A titolo di esempio, Michela Zucca cita il paese di Colletta di Castelbianco in Liguria (SV): abbandonato dopo un terremoto e destinato a diventare un paese fantasma, il borgo è stato completamente ristrutturato e dotato di tecnologie d’avanguardia perché chi vi si fosse trasferito potesse lavorare tramite telelavoro e smart working. Una bella iniziativa, che tuttavia «è rimasta avulsa dal contesto geografico e ambientale in cui si è sviluppata – spiega Zucca -. E infatti i terrazzamenti tutt’attorno stanno crollando, perché il reinsediamento, pur mettendo a nuovo un borgo bellissimo, non si è posto il problema della cura del territorio. Una cura che si attua solo costruendo comunità».
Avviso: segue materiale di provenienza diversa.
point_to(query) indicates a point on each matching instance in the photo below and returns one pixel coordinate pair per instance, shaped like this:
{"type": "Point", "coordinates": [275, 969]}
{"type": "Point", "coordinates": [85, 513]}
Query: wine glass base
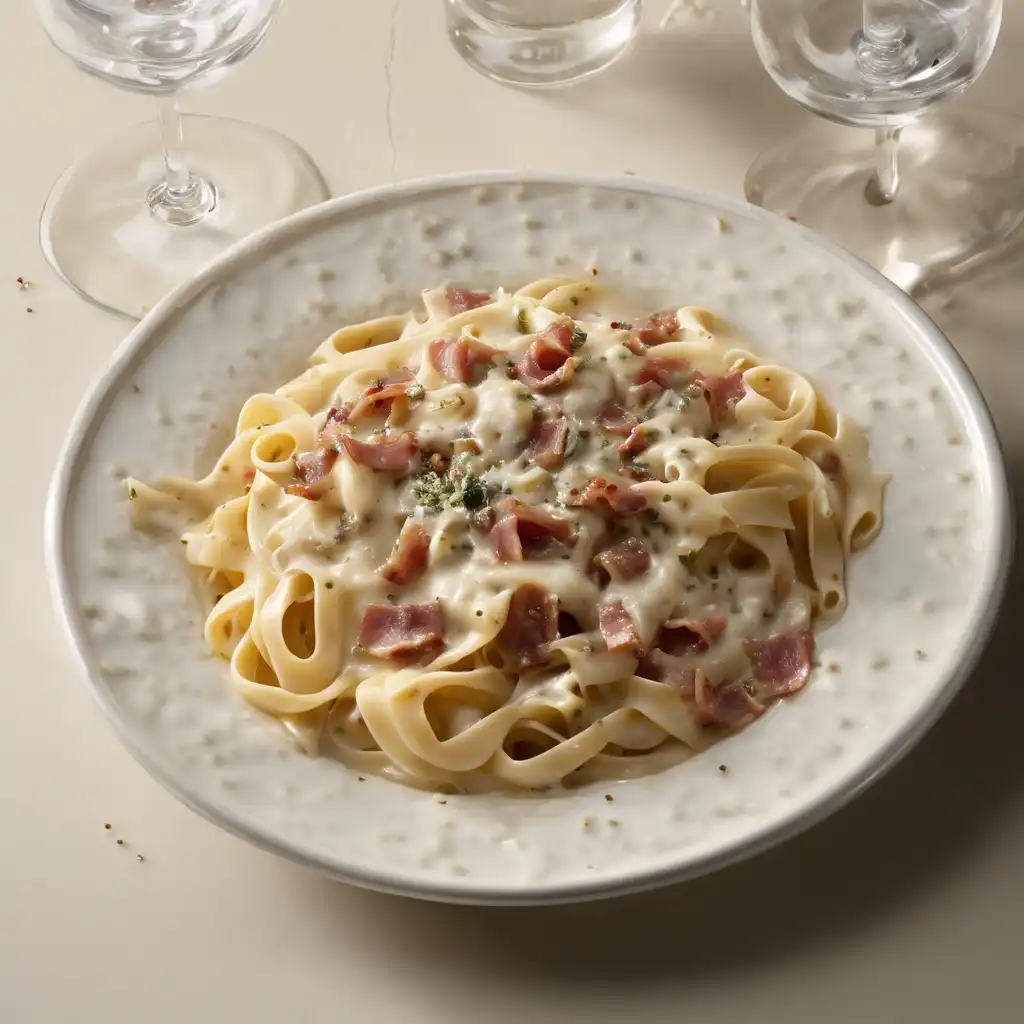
{"type": "Point", "coordinates": [101, 237]}
{"type": "Point", "coordinates": [961, 190]}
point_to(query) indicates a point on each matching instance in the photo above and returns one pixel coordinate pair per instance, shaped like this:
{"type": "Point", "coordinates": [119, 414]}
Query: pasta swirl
{"type": "Point", "coordinates": [525, 539]}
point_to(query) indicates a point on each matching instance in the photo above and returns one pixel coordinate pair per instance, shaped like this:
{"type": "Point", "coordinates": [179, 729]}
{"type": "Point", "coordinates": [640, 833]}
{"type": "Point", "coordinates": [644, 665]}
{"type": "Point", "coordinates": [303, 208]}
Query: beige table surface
{"type": "Point", "coordinates": [907, 906]}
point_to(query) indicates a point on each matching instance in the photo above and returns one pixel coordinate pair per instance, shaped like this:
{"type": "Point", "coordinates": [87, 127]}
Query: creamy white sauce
{"type": "Point", "coordinates": [914, 598]}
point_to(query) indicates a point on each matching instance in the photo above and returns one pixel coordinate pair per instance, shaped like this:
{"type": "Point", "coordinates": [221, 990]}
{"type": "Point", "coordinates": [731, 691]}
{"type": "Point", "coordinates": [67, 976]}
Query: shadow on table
{"type": "Point", "coordinates": [639, 97]}
{"type": "Point", "coordinates": [909, 834]}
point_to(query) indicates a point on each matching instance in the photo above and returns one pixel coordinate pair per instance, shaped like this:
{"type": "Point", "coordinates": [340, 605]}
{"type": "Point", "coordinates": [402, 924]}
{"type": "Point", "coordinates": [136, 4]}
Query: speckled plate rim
{"type": "Point", "coordinates": [927, 336]}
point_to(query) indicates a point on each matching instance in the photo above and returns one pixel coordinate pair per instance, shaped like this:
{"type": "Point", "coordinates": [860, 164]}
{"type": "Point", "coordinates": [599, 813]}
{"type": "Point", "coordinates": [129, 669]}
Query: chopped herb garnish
{"type": "Point", "coordinates": [473, 495]}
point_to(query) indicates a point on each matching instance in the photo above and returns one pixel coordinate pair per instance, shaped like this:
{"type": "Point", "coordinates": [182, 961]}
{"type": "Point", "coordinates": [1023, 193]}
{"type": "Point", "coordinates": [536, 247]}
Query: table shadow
{"type": "Point", "coordinates": [739, 103]}
{"type": "Point", "coordinates": [911, 833]}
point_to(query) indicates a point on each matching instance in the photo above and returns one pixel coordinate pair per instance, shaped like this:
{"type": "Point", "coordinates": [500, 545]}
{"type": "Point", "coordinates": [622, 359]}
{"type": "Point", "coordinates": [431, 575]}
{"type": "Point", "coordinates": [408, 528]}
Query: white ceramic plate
{"type": "Point", "coordinates": [923, 597]}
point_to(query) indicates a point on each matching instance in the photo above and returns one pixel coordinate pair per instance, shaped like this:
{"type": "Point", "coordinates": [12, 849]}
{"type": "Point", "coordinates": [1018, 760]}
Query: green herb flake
{"type": "Point", "coordinates": [473, 494]}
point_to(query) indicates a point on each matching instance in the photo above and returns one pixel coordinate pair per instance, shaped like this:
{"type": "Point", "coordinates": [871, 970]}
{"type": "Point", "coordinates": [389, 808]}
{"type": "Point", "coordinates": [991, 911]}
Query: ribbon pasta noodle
{"type": "Point", "coordinates": [525, 540]}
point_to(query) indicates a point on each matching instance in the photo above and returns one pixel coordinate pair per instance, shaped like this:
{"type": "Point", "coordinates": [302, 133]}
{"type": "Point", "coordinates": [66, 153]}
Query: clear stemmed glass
{"type": "Point", "coordinates": [124, 224]}
{"type": "Point", "coordinates": [926, 192]}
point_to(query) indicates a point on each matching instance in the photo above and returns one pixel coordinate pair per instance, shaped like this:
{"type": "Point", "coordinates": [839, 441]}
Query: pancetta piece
{"type": "Point", "coordinates": [625, 561]}
{"type": "Point", "coordinates": [782, 663]}
{"type": "Point", "coordinates": [529, 627]}
{"type": "Point", "coordinates": [394, 455]}
{"type": "Point", "coordinates": [410, 556]}
{"type": "Point", "coordinates": [617, 628]}
{"type": "Point", "coordinates": [397, 630]}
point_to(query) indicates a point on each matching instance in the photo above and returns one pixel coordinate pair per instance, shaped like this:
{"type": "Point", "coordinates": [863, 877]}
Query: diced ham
{"type": "Point", "coordinates": [729, 705]}
{"type": "Point", "coordinates": [621, 501]}
{"type": "Point", "coordinates": [529, 627]}
{"type": "Point", "coordinates": [666, 371]}
{"type": "Point", "coordinates": [462, 299]}
{"type": "Point", "coordinates": [680, 637]}
{"type": "Point", "coordinates": [410, 556]}
{"type": "Point", "coordinates": [656, 329]}
{"type": "Point", "coordinates": [782, 663]}
{"type": "Point", "coordinates": [616, 420]}
{"type": "Point", "coordinates": [527, 530]}
{"type": "Point", "coordinates": [393, 455]}
{"type": "Point", "coordinates": [626, 560]}
{"type": "Point", "coordinates": [549, 361]}
{"type": "Point", "coordinates": [617, 629]}
{"type": "Point", "coordinates": [334, 427]}
{"type": "Point", "coordinates": [667, 669]}
{"type": "Point", "coordinates": [311, 467]}
{"type": "Point", "coordinates": [377, 399]}
{"type": "Point", "coordinates": [301, 491]}
{"type": "Point", "coordinates": [547, 441]}
{"type": "Point", "coordinates": [635, 345]}
{"type": "Point", "coordinates": [394, 630]}
{"type": "Point", "coordinates": [458, 358]}
{"type": "Point", "coordinates": [636, 442]}
{"type": "Point", "coordinates": [722, 393]}
{"type": "Point", "coordinates": [505, 540]}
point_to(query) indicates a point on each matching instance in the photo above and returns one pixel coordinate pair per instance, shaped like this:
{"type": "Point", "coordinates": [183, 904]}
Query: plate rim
{"type": "Point", "coordinates": [929, 337]}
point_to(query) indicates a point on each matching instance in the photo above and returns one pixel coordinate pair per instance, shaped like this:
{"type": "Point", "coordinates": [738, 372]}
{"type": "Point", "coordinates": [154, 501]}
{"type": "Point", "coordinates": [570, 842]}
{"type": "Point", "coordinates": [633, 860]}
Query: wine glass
{"type": "Point", "coordinates": [926, 192]}
{"type": "Point", "coordinates": [125, 224]}
{"type": "Point", "coordinates": [542, 42]}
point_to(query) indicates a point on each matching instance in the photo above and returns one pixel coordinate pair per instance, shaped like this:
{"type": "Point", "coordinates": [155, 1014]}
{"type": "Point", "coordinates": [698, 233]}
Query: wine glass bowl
{"type": "Point", "coordinates": [930, 188]}
{"type": "Point", "coordinates": [916, 53]}
{"type": "Point", "coordinates": [123, 226]}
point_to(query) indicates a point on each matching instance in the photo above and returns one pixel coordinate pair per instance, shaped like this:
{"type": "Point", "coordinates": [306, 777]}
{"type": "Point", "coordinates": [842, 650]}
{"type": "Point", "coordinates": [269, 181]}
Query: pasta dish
{"type": "Point", "coordinates": [525, 539]}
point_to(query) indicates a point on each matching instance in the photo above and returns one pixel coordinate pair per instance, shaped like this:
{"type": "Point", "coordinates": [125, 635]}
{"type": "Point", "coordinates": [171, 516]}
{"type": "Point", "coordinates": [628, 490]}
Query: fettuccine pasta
{"type": "Point", "coordinates": [526, 539]}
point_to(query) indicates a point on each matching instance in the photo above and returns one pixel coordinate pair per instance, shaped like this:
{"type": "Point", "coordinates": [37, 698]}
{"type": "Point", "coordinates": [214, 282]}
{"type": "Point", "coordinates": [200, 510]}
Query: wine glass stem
{"type": "Point", "coordinates": [887, 167]}
{"type": "Point", "coordinates": [885, 49]}
{"type": "Point", "coordinates": [182, 198]}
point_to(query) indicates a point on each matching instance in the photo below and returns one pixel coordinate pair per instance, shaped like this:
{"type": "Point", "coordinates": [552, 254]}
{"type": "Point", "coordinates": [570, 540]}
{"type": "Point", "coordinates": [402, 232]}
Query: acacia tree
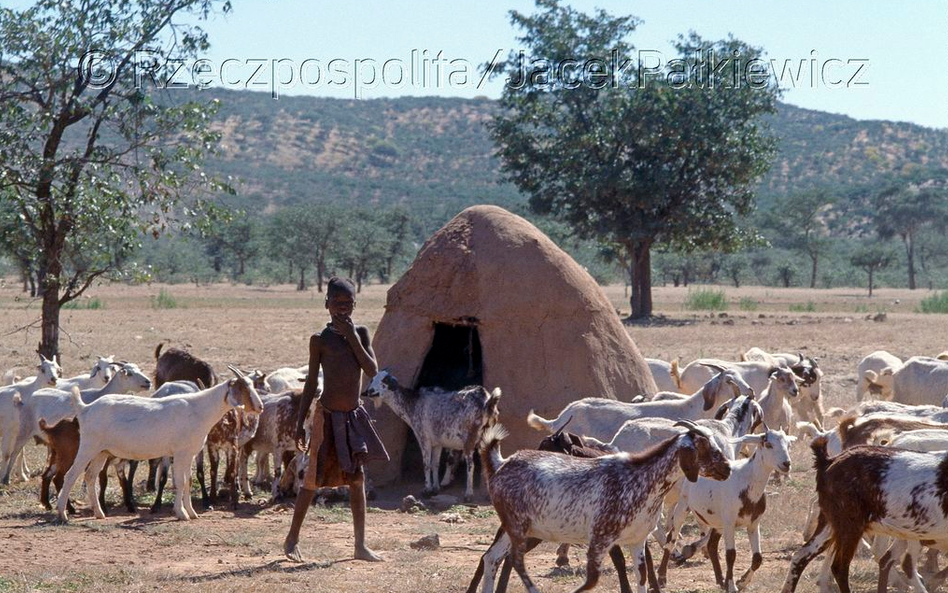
{"type": "Point", "coordinates": [904, 211]}
{"type": "Point", "coordinates": [799, 222]}
{"type": "Point", "coordinates": [666, 160]}
{"type": "Point", "coordinates": [871, 259]}
{"type": "Point", "coordinates": [89, 159]}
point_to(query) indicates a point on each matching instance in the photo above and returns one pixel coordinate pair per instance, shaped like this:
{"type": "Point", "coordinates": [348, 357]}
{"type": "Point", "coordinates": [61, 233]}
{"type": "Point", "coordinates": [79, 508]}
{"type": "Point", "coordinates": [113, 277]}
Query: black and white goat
{"type": "Point", "coordinates": [440, 419]}
{"type": "Point", "coordinates": [601, 502]}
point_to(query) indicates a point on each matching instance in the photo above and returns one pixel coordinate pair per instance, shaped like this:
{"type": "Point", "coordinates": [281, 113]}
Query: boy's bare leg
{"type": "Point", "coordinates": [291, 543]}
{"type": "Point", "coordinates": [357, 504]}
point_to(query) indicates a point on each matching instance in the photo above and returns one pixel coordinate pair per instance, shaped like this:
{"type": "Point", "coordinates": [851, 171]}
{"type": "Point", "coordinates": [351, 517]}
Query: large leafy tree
{"type": "Point", "coordinates": [91, 154]}
{"type": "Point", "coordinates": [668, 159]}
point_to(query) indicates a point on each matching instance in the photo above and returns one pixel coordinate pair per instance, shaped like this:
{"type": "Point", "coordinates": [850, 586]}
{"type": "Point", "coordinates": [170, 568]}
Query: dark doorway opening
{"type": "Point", "coordinates": [453, 361]}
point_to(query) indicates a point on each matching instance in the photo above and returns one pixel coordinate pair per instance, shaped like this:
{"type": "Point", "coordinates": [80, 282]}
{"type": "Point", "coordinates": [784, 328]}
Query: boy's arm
{"type": "Point", "coordinates": [358, 340]}
{"type": "Point", "coordinates": [309, 390]}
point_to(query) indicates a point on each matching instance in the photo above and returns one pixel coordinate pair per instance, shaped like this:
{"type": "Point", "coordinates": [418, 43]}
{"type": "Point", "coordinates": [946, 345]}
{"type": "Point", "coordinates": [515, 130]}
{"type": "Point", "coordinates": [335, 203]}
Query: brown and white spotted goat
{"type": "Point", "coordinates": [601, 502]}
{"type": "Point", "coordinates": [875, 491]}
{"type": "Point", "coordinates": [440, 420]}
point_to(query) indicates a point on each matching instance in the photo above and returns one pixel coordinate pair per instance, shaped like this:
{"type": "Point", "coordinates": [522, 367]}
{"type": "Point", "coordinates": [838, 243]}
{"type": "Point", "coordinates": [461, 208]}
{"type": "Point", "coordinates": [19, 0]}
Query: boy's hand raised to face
{"type": "Point", "coordinates": [344, 326]}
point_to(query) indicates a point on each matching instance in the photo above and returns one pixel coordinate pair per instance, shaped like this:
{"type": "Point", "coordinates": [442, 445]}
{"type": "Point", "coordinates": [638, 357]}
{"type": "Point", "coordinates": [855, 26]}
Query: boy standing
{"type": "Point", "coordinates": [342, 438]}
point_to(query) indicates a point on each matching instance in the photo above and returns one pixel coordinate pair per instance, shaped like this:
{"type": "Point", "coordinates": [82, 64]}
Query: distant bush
{"type": "Point", "coordinates": [94, 304]}
{"type": "Point", "coordinates": [748, 304]}
{"type": "Point", "coordinates": [706, 299]}
{"type": "Point", "coordinates": [164, 300]}
{"type": "Point", "coordinates": [936, 303]}
{"type": "Point", "coordinates": [807, 307]}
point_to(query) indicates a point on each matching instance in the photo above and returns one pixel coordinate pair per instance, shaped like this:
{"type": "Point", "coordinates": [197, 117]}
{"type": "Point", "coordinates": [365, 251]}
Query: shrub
{"type": "Point", "coordinates": [748, 304]}
{"type": "Point", "coordinates": [706, 299]}
{"type": "Point", "coordinates": [807, 307]}
{"type": "Point", "coordinates": [94, 304]}
{"type": "Point", "coordinates": [164, 300]}
{"type": "Point", "coordinates": [936, 303]}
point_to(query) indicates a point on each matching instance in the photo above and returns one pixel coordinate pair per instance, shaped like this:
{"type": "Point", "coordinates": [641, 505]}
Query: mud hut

Il problema è più ampio. Sebbene il 78% del suo territorio sia montuoso (siamo al secondo posto europeo dopo la Svizzera per estensione di ambiente montano), l’Italia è l’unica nazione in Europa a non aver mai attivato veri e propri programmi di reinsediamento: programmi che, differenziandosi di paese in paese, danno aiuto, appoggio e sostegno a chi vuole insediarsi in una dimensione rurale o montana, al di fuori del contesto urbano. In Italia iniziative simili sono sporadiche, in capo a singoli comuni o singole comunità, ma niente di strutturato a livello nazionale. E tuttavia il tema del reinsediamento è, secondo Zucca, un tema di primaria importanza, fondamentale per immaginare un futuro possibile. Un tema che però richiede un approccio molto concreto e una grande consapevolezza circa la necessità di superare tutta una serie di tabù a cui la società “urbana” ci ha abituati: «Vivere in montagna significa tornare a fare fatica, a riconsiderare le aspettative di vita, a dismettere l’individualismo a cui siamo avvezzi ora a favore invece di un un’idea di comunità. E le comunità saranno più piccole, coese, egualitarie ed inclusive, anche per gli elementi più deboli come bambini, o anziani. Come lo erano le comunità montane del passato».